It was only a matter of time, but the six-page document submitted by the Greek government to Eurozone leaders this morning showing the measures it plans to take in return for a four-month extension to its bailout deal has been leaked online.
The FT published a copy of the document, and the contents are enlightening. Timings and costings are vague - but in other aspects, it's incredibly detailed.
Here are eight key takeaways from the document:
1. Tsipras still wants to sneak in "social justice"
This document has been seen by critics as a concession to Greece's lenders. Some have even suggested Yanis Varoufakis, the country's finance minister, is backpedaling on some of the election promises made by Syriza leader, and Greece's new prime minister, Alexis Tsipras. But he has managed to sneak in some voter-pleasing policies - not least, replacing tax code exemptions with "social justice enhancing measures", as well as several measures to solve Greece's "humanitarian crisis".
2. Greece is an old-fashioned place
Over six pages, the document uses the word "modernise" six times - income tax, tax payment procedures, its tax administration, the pension system, the public administration and its bankruptcy laws are all in need of modernisation, Varoufakis admits.

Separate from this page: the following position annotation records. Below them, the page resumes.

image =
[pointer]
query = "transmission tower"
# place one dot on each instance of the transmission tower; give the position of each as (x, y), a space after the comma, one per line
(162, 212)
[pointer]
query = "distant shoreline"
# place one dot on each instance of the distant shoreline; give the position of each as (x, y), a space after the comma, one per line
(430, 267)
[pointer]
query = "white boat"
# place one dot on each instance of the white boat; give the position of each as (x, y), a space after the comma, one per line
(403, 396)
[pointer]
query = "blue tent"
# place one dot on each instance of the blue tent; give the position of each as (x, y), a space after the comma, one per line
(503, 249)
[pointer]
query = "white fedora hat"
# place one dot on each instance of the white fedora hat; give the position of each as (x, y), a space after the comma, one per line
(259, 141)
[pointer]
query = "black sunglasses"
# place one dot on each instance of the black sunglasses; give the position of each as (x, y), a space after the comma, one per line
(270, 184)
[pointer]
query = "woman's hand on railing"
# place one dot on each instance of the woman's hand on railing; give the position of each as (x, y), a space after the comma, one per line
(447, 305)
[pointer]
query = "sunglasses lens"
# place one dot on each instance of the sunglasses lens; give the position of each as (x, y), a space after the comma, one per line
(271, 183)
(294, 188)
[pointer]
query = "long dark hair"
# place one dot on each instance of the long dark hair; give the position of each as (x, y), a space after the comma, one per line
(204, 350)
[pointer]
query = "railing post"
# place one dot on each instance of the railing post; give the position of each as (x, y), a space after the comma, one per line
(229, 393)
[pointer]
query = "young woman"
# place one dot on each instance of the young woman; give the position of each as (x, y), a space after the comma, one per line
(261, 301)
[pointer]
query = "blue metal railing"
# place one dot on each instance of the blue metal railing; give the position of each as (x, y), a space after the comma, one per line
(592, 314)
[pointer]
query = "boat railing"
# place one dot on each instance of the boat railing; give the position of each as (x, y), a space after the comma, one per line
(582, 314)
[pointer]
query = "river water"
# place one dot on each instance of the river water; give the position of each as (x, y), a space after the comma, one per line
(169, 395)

3. Government expenditure is still much higher than it should be
Despite measures imposed by the troika back when its bailout was first agreed, non-salary and non-pension expenditures still account for 56 per cent of total public expenditure, which Varoufakis himself admits is "astounding".
4. There are a lot of pensioners in Greece
Loopholes and incentives give rise to an "excessive rate" of early retirements, says the document - particularly in the country's banking and public sectors.
5. Fuel and tobacco smuggling are a huge problem
Indeed, tackling smuggling is one of the first measures mooted in the document. Later, it suggests money laundering is also an issue that needs to be tackled.
6. Varoufakis has no patience for "loss-making media organisations"
Varoufakis promises to "activate immediately the current (though dormant) legislation that regulates the revenues of media... ensuring (through appropriately designed auctions) that they pay the state market prices for frequencies used, and prohibits the continued operation of permanently loss-making media outlets (without a transparent process of recapitalisation". Ouch.
7. There is such a thing as "strategic default"
The document sets out the difficulties of striking a balance between avoiding "auctions of the main residence of households below a certain income threshold while punishing strategic defaulters". The idea is to prevent a further fall in house prices, although it does suggest taking measures to "support the most vulnerable households".
8. Syriza is not completely anti-privatisation
Although a strong anti-privatisation agenda was part of the reason Syriza won the election, Varoufakis pledges "not [their underlines, not ours] to roll back privatisations that have been completed". That's a massive concession to Greece's lenders - it could be seen by some of Syriza's voters as going back on its promises.
In fact, Varoufakis' lack of commitment to scrap privatisations altogether is notable. There's a commitment to "review privatisations that have not yet been launched, with a view to improving the terms so as to maximise the state's long term benefits" - but that's as far as he's willing to go.